By Miriam Halahmy (Meadowside Fiction)
What can one young girl do in the face of ignorance and prejudice? How do we work out what’s right and wrong in an increasingly complex world? In Hidden, Alix is a nearly fifteen-year-old girl who lives on a quiet island in Britain. Her dad has deserted them, her grandfather has recently died and her mum is battling alone and with a broken leg. Alix’s thoughts are filled with self-pity as she has to help her mum run the house, wonder where her dad and his new girlfriend, Gorgeous Gloria, are and deal with the fact that she is one of the few girls in her school who apparently doesn’t have a boyfriend. Plus her best friend Kim has become increasingly distant since Alix became friendly with Samir – the new muslim boy in school.
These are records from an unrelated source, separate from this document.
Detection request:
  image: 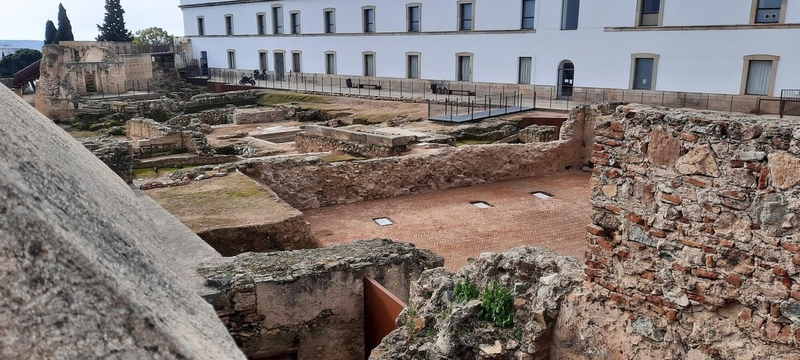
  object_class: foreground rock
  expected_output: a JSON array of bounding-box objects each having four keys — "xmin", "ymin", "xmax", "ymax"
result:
[
  {"xmin": 0, "ymin": 84, "xmax": 245, "ymax": 358},
  {"xmin": 371, "ymin": 246, "xmax": 583, "ymax": 359}
]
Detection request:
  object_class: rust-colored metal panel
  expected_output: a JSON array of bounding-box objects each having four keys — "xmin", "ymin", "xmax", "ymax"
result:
[{"xmin": 363, "ymin": 276, "xmax": 407, "ymax": 358}]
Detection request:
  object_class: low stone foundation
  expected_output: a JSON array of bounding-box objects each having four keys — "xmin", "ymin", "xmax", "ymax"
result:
[
  {"xmin": 233, "ymin": 107, "xmax": 287, "ymax": 125},
  {"xmin": 198, "ymin": 214, "xmax": 318, "ymax": 257},
  {"xmin": 80, "ymin": 137, "xmax": 133, "ymax": 183},
  {"xmin": 520, "ymin": 125, "xmax": 559, "ymax": 143},
  {"xmin": 198, "ymin": 239, "xmax": 443, "ymax": 360}
]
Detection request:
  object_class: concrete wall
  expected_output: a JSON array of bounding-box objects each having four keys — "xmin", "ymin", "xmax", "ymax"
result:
[
  {"xmin": 182, "ymin": 0, "xmax": 800, "ymax": 96},
  {"xmin": 580, "ymin": 104, "xmax": 800, "ymax": 357},
  {"xmin": 198, "ymin": 239, "xmax": 443, "ymax": 360}
]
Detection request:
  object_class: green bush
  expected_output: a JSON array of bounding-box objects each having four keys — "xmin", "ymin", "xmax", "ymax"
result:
[
  {"xmin": 453, "ymin": 277, "xmax": 479, "ymax": 303},
  {"xmin": 478, "ymin": 281, "xmax": 514, "ymax": 328}
]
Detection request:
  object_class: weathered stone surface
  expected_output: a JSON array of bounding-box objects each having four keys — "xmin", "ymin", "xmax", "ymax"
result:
[
  {"xmin": 0, "ymin": 86, "xmax": 245, "ymax": 359},
  {"xmin": 80, "ymin": 136, "xmax": 133, "ymax": 183},
  {"xmin": 198, "ymin": 239, "xmax": 443, "ymax": 360},
  {"xmin": 371, "ymin": 246, "xmax": 583, "ymax": 360},
  {"xmin": 631, "ymin": 317, "xmax": 665, "ymax": 342},
  {"xmin": 519, "ymin": 125, "xmax": 559, "ymax": 143},
  {"xmin": 243, "ymin": 110, "xmax": 595, "ymax": 209},
  {"xmin": 648, "ymin": 128, "xmax": 681, "ymax": 167},
  {"xmin": 675, "ymin": 144, "xmax": 720, "ymax": 177},
  {"xmin": 768, "ymin": 152, "xmax": 800, "ymax": 190}
]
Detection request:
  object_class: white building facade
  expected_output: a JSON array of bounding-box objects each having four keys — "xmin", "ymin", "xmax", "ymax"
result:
[{"xmin": 180, "ymin": 0, "xmax": 800, "ymax": 98}]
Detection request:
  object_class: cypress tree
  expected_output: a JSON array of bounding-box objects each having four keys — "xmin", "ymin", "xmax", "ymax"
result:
[
  {"xmin": 96, "ymin": 0, "xmax": 133, "ymax": 42},
  {"xmin": 55, "ymin": 4, "xmax": 75, "ymax": 42},
  {"xmin": 45, "ymin": 20, "xmax": 58, "ymax": 45}
]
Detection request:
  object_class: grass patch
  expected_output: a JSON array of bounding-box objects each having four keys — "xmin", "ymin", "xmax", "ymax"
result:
[
  {"xmin": 455, "ymin": 139, "xmax": 495, "ymax": 147},
  {"xmin": 258, "ymin": 92, "xmax": 325, "ymax": 106},
  {"xmin": 133, "ymin": 167, "xmax": 179, "ymax": 179},
  {"xmin": 320, "ymin": 154, "xmax": 359, "ymax": 163}
]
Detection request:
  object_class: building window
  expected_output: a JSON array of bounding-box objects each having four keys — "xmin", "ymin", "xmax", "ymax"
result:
[
  {"xmin": 292, "ymin": 51, "xmax": 301, "ymax": 72},
  {"xmin": 225, "ymin": 15, "xmax": 234, "ymax": 35},
  {"xmin": 290, "ymin": 11, "xmax": 301, "ymax": 34},
  {"xmin": 363, "ymin": 6, "xmax": 375, "ymax": 33},
  {"xmin": 325, "ymin": 52, "xmax": 336, "ymax": 74},
  {"xmin": 456, "ymin": 53, "xmax": 473, "ymax": 81},
  {"xmin": 274, "ymin": 51, "xmax": 286, "ymax": 80},
  {"xmin": 741, "ymin": 55, "xmax": 779, "ymax": 96},
  {"xmin": 407, "ymin": 52, "xmax": 420, "ymax": 79},
  {"xmin": 227, "ymin": 50, "xmax": 236, "ymax": 69},
  {"xmin": 324, "ymin": 9, "xmax": 336, "ymax": 34},
  {"xmin": 752, "ymin": 0, "xmax": 784, "ymax": 24},
  {"xmin": 363, "ymin": 52, "xmax": 376, "ymax": 77},
  {"xmin": 561, "ymin": 0, "xmax": 579, "ymax": 30},
  {"xmin": 518, "ymin": 57, "xmax": 532, "ymax": 84},
  {"xmin": 407, "ymin": 4, "xmax": 421, "ymax": 32},
  {"xmin": 257, "ymin": 13, "xmax": 266, "ymax": 35},
  {"xmin": 521, "ymin": 0, "xmax": 535, "ymax": 29},
  {"xmin": 629, "ymin": 54, "xmax": 659, "ymax": 90},
  {"xmin": 459, "ymin": 1, "xmax": 474, "ymax": 31},
  {"xmin": 258, "ymin": 51, "xmax": 268, "ymax": 71},
  {"xmin": 272, "ymin": 6, "xmax": 284, "ymax": 34},
  {"xmin": 638, "ymin": 0, "xmax": 662, "ymax": 26},
  {"xmin": 197, "ymin": 17, "xmax": 205, "ymax": 35}
]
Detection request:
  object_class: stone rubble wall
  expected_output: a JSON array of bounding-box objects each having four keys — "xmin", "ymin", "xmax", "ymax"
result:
[
  {"xmin": 80, "ymin": 137, "xmax": 133, "ymax": 183},
  {"xmin": 185, "ymin": 89, "xmax": 267, "ymax": 114},
  {"xmin": 198, "ymin": 239, "xmax": 443, "ymax": 360},
  {"xmin": 574, "ymin": 104, "xmax": 800, "ymax": 358},
  {"xmin": 295, "ymin": 133, "xmax": 407, "ymax": 158},
  {"xmin": 233, "ymin": 107, "xmax": 287, "ymax": 125},
  {"xmin": 197, "ymin": 214, "xmax": 320, "ymax": 257},
  {"xmin": 520, "ymin": 125, "xmax": 559, "ymax": 143},
  {"xmin": 126, "ymin": 117, "xmax": 173, "ymax": 140},
  {"xmin": 244, "ymin": 105, "xmax": 605, "ymax": 210}
]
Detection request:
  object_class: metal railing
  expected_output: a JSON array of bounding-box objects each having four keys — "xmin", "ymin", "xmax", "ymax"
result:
[
  {"xmin": 187, "ymin": 67, "xmax": 778, "ymax": 116},
  {"xmin": 780, "ymin": 89, "xmax": 800, "ymax": 117}
]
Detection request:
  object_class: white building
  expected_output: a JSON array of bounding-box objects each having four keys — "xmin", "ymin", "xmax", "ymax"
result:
[{"xmin": 180, "ymin": 0, "xmax": 800, "ymax": 98}]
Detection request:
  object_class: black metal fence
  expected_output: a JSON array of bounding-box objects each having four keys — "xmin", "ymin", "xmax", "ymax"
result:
[
  {"xmin": 185, "ymin": 67, "xmax": 776, "ymax": 115},
  {"xmin": 427, "ymin": 92, "xmax": 534, "ymax": 121},
  {"xmin": 780, "ymin": 89, "xmax": 800, "ymax": 117}
]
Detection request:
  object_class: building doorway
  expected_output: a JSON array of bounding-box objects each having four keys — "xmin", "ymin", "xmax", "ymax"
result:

Then one cold and misty morning on the beach she and Samir find themselves saving a drowning man. Muhammed is an undocumented Iraqi immigrant escaping torture and seeking asylum. Surrounded by the local people’s open hostility to muslims and fear of terrorism their attempt to hide him from harm is a challenge they may not be up to. This is a well-timed book about immigrants and Islamophobia and it attempts to bring the issues to life in a way teens can relate to. Although it’s over earnest at times with predictable cliches and the run of thoughts in Alix’s head feels exhausting – the local jargon and colour make it believable. With Brexit and the increase in prejudice, racism and judgement around the world we need more books on such topical issues.